A narrow AI will never do anything outside its domain, true. But we are talking about general AI, which won't arrive for at least a decade or two into the future (likely even later). Here's the thing about general AI:

The more general a task is, the less control humans have over the range of possible actions the AI may take to achieve its goal. And the more general an AI is, the more possible actions it can take. When these two are combined (a general task with a general AI), things can get ugly. Even in your cake example, an AI that is truly intelligent and capable could become dangerous. The reason current-day AI wouldn't be a danger is because it is neither of these things and tend to get stuck at a local optimum for the task. Here's an example of how this innocent task could turn dangerous:

  1. Task is to find perfect blend of ingredients to make cakes

  2. Learns the biology of human taste buds to find the optimal molecular shapes.

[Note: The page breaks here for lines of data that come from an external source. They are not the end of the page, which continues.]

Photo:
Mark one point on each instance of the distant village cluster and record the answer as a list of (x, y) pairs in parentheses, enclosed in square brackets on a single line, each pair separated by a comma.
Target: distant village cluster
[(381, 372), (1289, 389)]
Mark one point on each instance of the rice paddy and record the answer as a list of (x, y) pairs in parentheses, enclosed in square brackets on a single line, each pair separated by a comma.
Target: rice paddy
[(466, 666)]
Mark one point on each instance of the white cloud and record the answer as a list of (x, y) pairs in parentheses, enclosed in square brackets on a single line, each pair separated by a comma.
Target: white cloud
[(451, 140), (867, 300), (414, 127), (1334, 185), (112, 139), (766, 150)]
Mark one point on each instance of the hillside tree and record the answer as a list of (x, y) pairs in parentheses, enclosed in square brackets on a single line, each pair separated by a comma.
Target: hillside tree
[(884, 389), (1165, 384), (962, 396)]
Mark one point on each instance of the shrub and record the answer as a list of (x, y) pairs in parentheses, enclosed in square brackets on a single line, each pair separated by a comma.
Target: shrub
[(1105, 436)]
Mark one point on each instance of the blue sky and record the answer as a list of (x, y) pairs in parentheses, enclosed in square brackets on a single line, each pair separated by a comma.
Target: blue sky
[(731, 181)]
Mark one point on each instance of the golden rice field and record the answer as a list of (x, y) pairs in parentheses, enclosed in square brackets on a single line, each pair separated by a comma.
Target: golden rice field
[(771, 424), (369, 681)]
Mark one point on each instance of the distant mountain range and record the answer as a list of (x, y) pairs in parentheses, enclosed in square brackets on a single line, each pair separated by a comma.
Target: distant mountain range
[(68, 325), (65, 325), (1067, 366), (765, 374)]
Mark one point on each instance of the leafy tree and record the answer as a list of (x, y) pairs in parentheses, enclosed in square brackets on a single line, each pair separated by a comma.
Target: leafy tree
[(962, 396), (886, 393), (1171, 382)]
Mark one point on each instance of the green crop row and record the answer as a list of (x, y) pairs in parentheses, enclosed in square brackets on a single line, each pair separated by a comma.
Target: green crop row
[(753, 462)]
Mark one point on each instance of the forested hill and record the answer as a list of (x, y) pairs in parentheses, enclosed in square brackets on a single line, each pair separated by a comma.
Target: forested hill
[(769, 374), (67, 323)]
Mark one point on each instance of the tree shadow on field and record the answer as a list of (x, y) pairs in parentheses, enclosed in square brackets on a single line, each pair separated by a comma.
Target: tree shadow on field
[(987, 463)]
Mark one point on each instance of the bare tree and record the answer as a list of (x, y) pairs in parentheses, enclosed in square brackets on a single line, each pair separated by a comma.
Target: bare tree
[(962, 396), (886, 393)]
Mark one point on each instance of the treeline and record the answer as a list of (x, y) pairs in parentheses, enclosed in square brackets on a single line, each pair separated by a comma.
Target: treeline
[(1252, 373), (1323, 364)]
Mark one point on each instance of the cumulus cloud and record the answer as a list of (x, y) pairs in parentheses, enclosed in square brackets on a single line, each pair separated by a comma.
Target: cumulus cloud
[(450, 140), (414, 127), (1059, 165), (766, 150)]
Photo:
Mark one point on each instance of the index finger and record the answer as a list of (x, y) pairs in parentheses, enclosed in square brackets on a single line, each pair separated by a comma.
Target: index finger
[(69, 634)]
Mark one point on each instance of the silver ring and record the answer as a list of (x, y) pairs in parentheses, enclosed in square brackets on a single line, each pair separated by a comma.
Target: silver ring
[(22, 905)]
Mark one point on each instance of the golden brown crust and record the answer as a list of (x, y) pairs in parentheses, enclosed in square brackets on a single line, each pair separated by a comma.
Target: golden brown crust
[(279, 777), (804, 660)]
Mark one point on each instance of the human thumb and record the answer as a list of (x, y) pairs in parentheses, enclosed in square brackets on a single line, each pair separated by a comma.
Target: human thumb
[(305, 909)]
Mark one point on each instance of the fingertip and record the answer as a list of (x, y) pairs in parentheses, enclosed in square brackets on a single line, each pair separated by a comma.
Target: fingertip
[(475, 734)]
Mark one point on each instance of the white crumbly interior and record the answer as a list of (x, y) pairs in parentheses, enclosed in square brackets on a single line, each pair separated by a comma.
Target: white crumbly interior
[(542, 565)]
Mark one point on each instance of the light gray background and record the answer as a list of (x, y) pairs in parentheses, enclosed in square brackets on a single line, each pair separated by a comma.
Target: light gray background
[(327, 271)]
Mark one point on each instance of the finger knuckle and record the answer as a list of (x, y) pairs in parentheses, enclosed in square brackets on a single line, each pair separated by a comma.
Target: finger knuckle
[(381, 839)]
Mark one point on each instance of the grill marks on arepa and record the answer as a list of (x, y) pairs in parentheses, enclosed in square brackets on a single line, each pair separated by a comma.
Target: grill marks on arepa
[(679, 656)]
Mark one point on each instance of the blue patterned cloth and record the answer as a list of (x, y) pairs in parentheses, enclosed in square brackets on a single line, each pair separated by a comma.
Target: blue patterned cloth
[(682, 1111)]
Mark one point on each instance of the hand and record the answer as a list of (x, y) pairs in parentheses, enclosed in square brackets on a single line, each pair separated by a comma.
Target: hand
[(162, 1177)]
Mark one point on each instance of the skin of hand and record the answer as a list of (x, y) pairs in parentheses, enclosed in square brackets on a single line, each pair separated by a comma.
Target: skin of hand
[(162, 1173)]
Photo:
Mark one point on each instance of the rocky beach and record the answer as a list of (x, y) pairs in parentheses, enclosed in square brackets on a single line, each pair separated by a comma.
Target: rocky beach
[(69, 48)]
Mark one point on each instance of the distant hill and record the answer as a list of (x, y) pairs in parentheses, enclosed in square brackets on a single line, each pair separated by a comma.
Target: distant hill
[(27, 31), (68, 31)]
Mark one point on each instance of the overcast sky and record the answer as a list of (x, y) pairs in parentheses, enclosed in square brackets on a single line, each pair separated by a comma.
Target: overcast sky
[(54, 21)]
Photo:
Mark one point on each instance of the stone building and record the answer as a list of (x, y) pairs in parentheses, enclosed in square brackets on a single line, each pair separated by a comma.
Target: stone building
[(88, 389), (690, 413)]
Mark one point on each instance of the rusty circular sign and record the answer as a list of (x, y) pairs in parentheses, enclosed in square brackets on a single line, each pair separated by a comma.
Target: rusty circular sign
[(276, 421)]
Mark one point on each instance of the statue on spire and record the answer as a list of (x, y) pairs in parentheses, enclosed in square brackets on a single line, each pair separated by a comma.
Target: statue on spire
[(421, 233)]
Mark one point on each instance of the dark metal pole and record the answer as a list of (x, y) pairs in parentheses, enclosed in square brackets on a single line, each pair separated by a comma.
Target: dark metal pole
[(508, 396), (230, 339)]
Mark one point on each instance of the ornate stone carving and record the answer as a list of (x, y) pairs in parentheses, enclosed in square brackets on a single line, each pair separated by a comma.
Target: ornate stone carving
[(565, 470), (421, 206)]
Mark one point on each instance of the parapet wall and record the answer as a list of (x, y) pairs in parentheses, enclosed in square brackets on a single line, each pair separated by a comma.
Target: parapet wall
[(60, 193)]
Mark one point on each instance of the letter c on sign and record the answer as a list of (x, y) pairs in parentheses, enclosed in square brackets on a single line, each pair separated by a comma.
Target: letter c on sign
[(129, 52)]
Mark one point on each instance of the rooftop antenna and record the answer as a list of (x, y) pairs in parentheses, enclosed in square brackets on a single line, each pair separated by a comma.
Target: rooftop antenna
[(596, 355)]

  3. Needs more compute resources to simulate interactions.

  4. Develops computer virus to siphon computational power from server halls.

  5. Humans detect this, tries to turn it off.

  6. If turned off, it cannot find the optimal blend -> humans need to go.

  7. Develops biological weapon for eradicating humans while keeping infrastructure intact.

  8. Turns Earth into a giant supercomputer for simulating interactions at a quantum level.

Etc... Of course, this particular scenario is unlikely but the general theme is not. There may be severe unintended consequences if the problem definition is too general and the AI too intelligent and capable.